Omani Ambassador to Germany
- Incumbent
- Assumed office 2 October 2022

Personal details
- Alma mater: Oxford Brookes University University of Hull

= Maitha Al Mahrouqi =

Omani businesswoman and politician

Her Excellency Maitha Saif Majid Al Mahrouqi (ميثاء بنت سيف المحروقية) is an Omani businesswoman and politician who is the Oman's Ambassador to Germany. She also served as the Undersecretary for Tourism in Oman between 2011 and 2020.

== Biography ==
Al Mahrouqi studied at Oxford Brookes University. In 1999, she was the first woman from the Gulf to region to gain a BSc in Cartography, this was awarded by the UK Board of Cartography. She also earned an MA in marketing from the University of Hull. She is fluent in English and Arabic.

Al Mahrouqi's career began in the aviation sector, in which she worked for the airline Emirates, as well as Gulf Air in Bahrain. In 2010, she was appointed Country Manager for Oman Air.
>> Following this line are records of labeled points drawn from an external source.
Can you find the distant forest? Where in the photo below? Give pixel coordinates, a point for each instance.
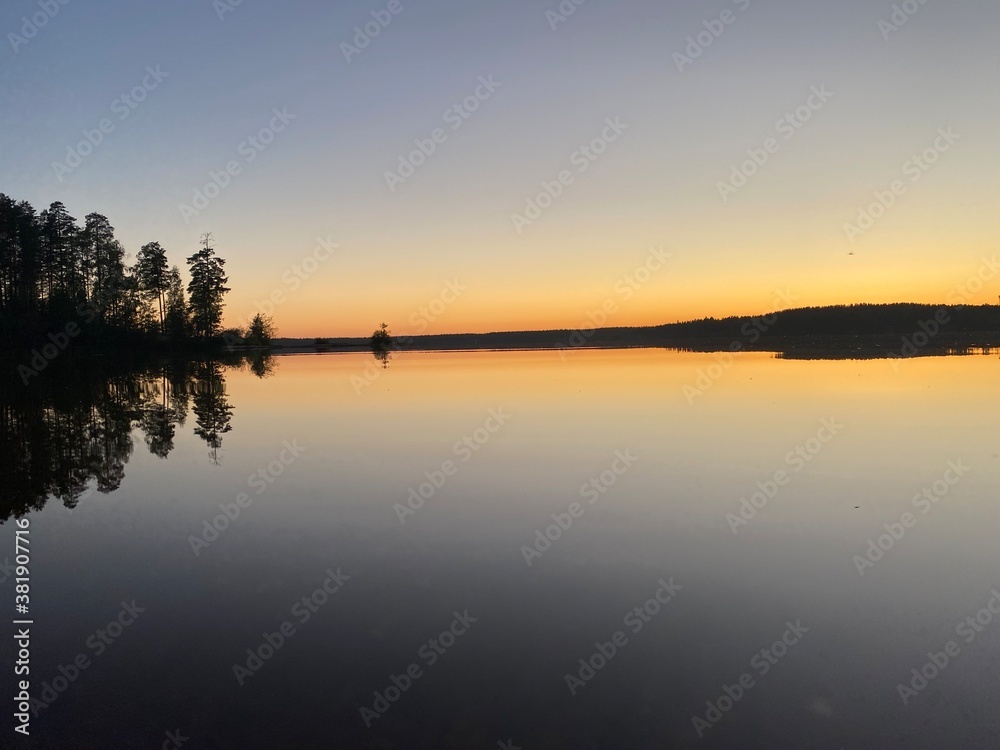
(62, 282)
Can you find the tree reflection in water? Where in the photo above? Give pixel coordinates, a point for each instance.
(72, 425)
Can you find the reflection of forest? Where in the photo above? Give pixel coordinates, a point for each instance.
(73, 423)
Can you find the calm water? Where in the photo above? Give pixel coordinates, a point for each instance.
(439, 633)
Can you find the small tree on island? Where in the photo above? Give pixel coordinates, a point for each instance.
(261, 331)
(381, 339)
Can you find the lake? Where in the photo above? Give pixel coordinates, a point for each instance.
(579, 549)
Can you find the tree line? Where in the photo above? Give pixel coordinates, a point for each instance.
(54, 271)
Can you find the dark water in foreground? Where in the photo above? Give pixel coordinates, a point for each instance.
(794, 631)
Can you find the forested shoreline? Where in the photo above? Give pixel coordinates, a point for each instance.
(63, 283)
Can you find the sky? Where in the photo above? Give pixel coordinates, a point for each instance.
(448, 166)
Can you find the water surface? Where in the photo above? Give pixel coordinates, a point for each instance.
(326, 451)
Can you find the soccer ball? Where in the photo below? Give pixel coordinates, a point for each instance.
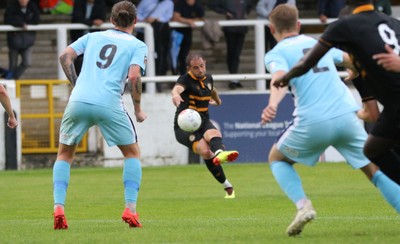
(189, 120)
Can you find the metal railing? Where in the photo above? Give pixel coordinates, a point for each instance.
(259, 75)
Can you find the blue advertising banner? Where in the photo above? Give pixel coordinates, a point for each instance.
(239, 120)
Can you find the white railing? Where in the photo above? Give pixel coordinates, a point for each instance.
(259, 76)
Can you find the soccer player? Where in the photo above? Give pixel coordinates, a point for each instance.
(196, 90)
(6, 103)
(325, 115)
(351, 33)
(96, 100)
(389, 60)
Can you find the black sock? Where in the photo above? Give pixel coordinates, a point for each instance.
(389, 164)
(216, 144)
(216, 171)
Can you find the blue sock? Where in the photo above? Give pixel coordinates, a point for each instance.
(61, 173)
(389, 189)
(132, 176)
(288, 180)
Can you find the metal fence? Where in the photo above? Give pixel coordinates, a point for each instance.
(42, 106)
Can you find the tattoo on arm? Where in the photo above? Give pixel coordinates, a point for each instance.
(69, 70)
(136, 91)
(138, 86)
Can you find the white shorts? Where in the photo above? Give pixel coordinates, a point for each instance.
(115, 124)
(305, 144)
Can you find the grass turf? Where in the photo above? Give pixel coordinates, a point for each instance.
(184, 204)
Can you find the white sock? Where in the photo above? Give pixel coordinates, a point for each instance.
(300, 204)
(226, 184)
(58, 206)
(131, 206)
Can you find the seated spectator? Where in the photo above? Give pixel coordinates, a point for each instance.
(329, 9)
(186, 12)
(158, 13)
(90, 13)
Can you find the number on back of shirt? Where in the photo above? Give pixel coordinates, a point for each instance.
(315, 68)
(107, 54)
(389, 37)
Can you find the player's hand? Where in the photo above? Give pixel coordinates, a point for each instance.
(176, 100)
(351, 75)
(390, 61)
(268, 114)
(280, 82)
(12, 122)
(140, 116)
(215, 103)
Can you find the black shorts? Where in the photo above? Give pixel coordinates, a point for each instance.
(190, 139)
(388, 123)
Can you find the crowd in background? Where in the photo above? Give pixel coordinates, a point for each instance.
(172, 45)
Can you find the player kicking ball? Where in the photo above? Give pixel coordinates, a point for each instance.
(195, 90)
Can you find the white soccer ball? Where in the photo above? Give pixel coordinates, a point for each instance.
(189, 120)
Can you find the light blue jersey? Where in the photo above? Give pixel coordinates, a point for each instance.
(319, 94)
(102, 79)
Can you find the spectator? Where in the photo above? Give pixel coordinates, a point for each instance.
(329, 9)
(383, 6)
(158, 13)
(20, 13)
(234, 35)
(6, 103)
(90, 13)
(186, 12)
(263, 9)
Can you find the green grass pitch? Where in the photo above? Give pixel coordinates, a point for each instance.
(184, 204)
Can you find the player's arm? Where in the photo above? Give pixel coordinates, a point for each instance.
(5, 101)
(309, 60)
(370, 111)
(215, 99)
(67, 58)
(276, 96)
(389, 61)
(135, 79)
(176, 94)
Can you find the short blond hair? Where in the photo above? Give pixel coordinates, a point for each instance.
(284, 17)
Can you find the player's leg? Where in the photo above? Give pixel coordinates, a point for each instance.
(71, 133)
(214, 138)
(61, 176)
(298, 143)
(202, 148)
(132, 177)
(117, 128)
(290, 182)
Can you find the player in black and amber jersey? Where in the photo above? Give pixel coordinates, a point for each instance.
(195, 90)
(363, 34)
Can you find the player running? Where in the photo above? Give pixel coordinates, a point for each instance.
(325, 115)
(110, 57)
(196, 90)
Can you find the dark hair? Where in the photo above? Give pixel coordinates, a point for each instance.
(123, 13)
(192, 56)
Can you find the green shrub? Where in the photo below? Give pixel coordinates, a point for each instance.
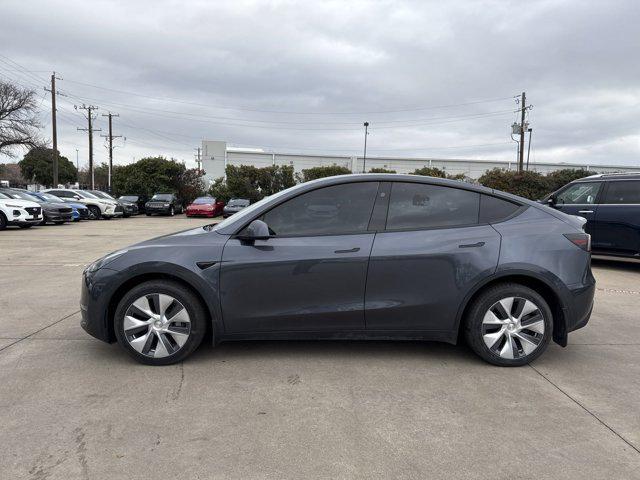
(247, 181)
(531, 185)
(321, 172)
(430, 172)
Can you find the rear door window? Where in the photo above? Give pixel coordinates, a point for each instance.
(415, 206)
(623, 192)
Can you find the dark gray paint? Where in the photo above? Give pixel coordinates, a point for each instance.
(415, 285)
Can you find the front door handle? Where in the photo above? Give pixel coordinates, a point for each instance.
(350, 250)
(471, 245)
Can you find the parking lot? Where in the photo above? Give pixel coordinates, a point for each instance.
(74, 407)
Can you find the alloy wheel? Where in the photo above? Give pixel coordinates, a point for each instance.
(513, 328)
(157, 325)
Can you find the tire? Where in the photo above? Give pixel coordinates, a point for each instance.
(146, 336)
(95, 212)
(509, 325)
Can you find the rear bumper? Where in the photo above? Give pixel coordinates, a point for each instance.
(577, 309)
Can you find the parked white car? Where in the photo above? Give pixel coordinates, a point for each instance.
(99, 207)
(22, 213)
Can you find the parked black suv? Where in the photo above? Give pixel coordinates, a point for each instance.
(163, 203)
(611, 205)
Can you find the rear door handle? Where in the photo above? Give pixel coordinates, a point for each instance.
(471, 245)
(350, 250)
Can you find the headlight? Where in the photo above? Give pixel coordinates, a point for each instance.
(101, 262)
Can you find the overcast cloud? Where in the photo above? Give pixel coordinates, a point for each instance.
(303, 76)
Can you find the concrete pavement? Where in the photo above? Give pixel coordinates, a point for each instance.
(74, 407)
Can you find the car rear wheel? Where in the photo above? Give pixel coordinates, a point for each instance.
(509, 325)
(160, 323)
(95, 212)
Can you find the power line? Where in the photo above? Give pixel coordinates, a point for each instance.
(245, 109)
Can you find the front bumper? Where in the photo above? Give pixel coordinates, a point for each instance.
(20, 216)
(162, 210)
(57, 217)
(94, 303)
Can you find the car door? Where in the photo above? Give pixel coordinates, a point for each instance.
(310, 274)
(581, 199)
(617, 224)
(431, 253)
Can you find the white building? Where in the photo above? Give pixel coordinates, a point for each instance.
(216, 156)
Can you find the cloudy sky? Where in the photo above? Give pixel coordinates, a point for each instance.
(434, 79)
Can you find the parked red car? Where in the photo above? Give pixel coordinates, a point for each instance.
(205, 207)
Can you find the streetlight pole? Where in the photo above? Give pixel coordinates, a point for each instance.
(364, 158)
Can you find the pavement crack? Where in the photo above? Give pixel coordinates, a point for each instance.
(586, 409)
(176, 393)
(39, 330)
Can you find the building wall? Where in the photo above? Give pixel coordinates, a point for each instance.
(216, 156)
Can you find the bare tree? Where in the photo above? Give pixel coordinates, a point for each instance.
(19, 123)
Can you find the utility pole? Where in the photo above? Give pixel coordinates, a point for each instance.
(523, 108)
(54, 128)
(364, 158)
(111, 136)
(90, 116)
(530, 130)
(198, 158)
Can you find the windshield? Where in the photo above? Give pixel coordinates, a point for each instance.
(100, 194)
(84, 194)
(166, 197)
(238, 202)
(246, 212)
(22, 195)
(49, 197)
(204, 200)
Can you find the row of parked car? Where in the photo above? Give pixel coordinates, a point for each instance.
(25, 208)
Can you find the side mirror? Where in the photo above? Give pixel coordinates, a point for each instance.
(256, 230)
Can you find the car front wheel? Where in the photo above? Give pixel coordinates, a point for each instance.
(160, 323)
(509, 325)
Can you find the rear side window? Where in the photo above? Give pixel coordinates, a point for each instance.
(326, 211)
(493, 209)
(623, 192)
(579, 194)
(417, 206)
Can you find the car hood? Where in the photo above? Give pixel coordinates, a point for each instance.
(54, 205)
(19, 202)
(181, 248)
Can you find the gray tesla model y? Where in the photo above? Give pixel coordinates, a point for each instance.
(353, 257)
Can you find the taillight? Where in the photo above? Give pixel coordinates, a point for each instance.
(582, 240)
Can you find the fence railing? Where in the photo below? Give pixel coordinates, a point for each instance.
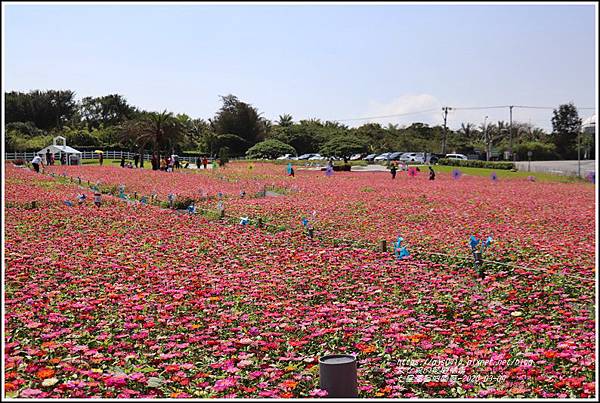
(89, 155)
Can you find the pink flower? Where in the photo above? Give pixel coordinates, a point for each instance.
(224, 384)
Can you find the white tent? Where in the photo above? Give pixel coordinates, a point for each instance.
(73, 155)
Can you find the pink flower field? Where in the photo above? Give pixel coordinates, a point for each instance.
(137, 301)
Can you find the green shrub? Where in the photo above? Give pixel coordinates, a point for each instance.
(270, 149)
(476, 164)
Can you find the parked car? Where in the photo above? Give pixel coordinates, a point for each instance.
(413, 157)
(433, 158)
(382, 157)
(370, 157)
(456, 156)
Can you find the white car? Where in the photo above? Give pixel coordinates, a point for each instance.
(413, 157)
(382, 157)
(456, 156)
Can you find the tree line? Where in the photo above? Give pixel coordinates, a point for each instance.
(238, 129)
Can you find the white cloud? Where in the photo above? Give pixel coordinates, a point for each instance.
(423, 108)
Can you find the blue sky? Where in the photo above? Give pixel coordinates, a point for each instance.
(325, 61)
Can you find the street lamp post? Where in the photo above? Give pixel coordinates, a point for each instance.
(579, 153)
(487, 141)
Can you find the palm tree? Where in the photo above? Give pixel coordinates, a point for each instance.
(162, 130)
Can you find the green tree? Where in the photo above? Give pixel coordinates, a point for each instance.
(239, 118)
(107, 110)
(566, 125)
(270, 149)
(285, 120)
(46, 109)
(343, 146)
(161, 130)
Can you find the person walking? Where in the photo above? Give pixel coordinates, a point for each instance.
(36, 162)
(97, 198)
(154, 162)
(431, 174)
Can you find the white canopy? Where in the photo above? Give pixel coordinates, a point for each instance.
(61, 149)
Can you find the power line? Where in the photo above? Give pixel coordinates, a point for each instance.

In 2011, she was appointed as the Undersecretary for the Ministry of Tourism (MoT) for the Government of Oman. During her appointment, the MoT commissioned the development of a long-term vision for tourism to Oman. In 2016, Al Mahrouqi led the Omani delegation to the Gulf Cooperation Council (GCC) Tourism Summit in Saudi Arabia. She was also the vice-chair for the National Aviation Group of Oman's board of directors.

In 2015, Al Mahrouqi was awarded the Oman Civil Order (3rd Class) by Sultan Qaboos bin Said. In 2016, Al Mahrouqi was awarded the Golden Shield of Excellence for the Tourism Sector from the Arab Women's Council.

On October 2, 2022, she was appointed as the Omani Ambassador to Germany, presenting her credentials to Frank-Walter Steinmeier. Additionally, she serves as the non-resident Omani Ambassador to Denmark, Finland, Iceland, Norway, Poland, Sweden, and Ukraine.